The internet’s goofiest little masterpieces are getting the archive treatment. The British Film Institute has preserved around 430 online videos as part of a collection meant to protect culturally significant internet moments. These include roughly three decades of British online culture, covering everything from early livestream experiments to viral memes that somehow became part of everyday language.

How memes are now a part of modern history

The collection includes some obvious classics. There’s Charlie Bit My Finger, the 2007 home video in which toddler Charlie bites his brother’s finger and accidentally becomes one of YouTube’s earliest mega-viral stars. The original upload reportedly came close to 900 million views, turning a family clip into a global internet reference point.

Badgers : animated music video : MrWeebl

The BFI’s list also includes Badgers, the strange and endlessly looping Flash animation filled with dancing badgers, a snake, a mushroom, and the kind of repetitive soundtrack that lived rent-free in early-2000s brains. Before TikTok, YouTube Shorts, and Reels, this was how a lot of internet culture moved–through email chains, forums, personal websites, and people sending each other weird links because there was nothing else quite like it.

The archives goes deeper than memes

This is not just a greatest-hits list of funny videos as it also includes the Trojan Room Coffee Pot, widely remembered as an early livestreaming milestone. Researchers at the University of Cambridge pointed a camera at a shared coffee pot so they could check remotely whether it was full, which is both deeply nerdy and strangely prophetic.

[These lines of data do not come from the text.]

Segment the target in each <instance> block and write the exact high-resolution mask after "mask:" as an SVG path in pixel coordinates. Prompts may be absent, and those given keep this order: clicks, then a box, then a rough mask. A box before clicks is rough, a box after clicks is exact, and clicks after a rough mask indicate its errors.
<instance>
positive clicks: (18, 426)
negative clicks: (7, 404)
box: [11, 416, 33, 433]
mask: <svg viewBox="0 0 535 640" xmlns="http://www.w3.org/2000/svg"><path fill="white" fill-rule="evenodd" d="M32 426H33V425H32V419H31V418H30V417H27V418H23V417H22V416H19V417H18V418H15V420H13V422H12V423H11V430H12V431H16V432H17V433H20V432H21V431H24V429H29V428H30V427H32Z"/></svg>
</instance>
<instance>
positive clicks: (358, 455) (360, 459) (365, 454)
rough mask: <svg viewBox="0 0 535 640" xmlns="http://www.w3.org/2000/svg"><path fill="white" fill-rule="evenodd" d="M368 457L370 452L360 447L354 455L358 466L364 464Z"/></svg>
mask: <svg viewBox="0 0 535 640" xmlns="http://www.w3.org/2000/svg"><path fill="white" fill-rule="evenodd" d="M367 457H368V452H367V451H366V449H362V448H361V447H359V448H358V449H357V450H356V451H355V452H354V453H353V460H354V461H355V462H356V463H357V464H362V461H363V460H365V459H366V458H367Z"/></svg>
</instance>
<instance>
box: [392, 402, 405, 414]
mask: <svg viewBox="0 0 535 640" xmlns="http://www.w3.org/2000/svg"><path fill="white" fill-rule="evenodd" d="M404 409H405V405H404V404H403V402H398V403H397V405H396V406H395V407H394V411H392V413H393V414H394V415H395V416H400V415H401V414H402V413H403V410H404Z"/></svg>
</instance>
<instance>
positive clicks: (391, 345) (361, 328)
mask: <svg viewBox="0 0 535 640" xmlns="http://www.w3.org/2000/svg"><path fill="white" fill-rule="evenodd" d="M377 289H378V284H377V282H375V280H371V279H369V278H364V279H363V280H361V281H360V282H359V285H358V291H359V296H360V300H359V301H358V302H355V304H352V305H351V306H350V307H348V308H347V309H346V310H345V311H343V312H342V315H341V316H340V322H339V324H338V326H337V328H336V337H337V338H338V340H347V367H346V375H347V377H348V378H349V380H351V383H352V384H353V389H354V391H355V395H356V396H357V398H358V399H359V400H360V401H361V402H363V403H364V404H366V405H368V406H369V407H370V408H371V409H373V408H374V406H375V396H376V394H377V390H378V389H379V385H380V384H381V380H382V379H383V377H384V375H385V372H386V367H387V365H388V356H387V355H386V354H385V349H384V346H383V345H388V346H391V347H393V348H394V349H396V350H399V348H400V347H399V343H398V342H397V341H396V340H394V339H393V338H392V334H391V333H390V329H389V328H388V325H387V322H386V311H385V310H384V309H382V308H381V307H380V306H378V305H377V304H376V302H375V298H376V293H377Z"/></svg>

There’s also Online Caroline, an interactive web-based drama from 2000 that experimented with webcam-style storytelling and email updates long before binge streaming became normal. Even the Liz Truss lettuce livestream makes the cut, preserving the Daily Star gag that asked whether a head of lettuce would outlast the then-prime minister’s time in office.

Why are popular memes being archived?

The simple answer is because we forget. Despite many viral moments that went global, the internet still tends to move on faster than we think. It is terrible at preserving these moments, especially after platform shuts down, formats die, links rot, and entire chunks of culture can vanish because nobody treated them as worth saving.

A great example of this is Flash, which is already gone. Vine disappeared and took countless videos with it. Even the videos that once felt permanent can be deleted, geo-blocked, or swallowed by changing platforms.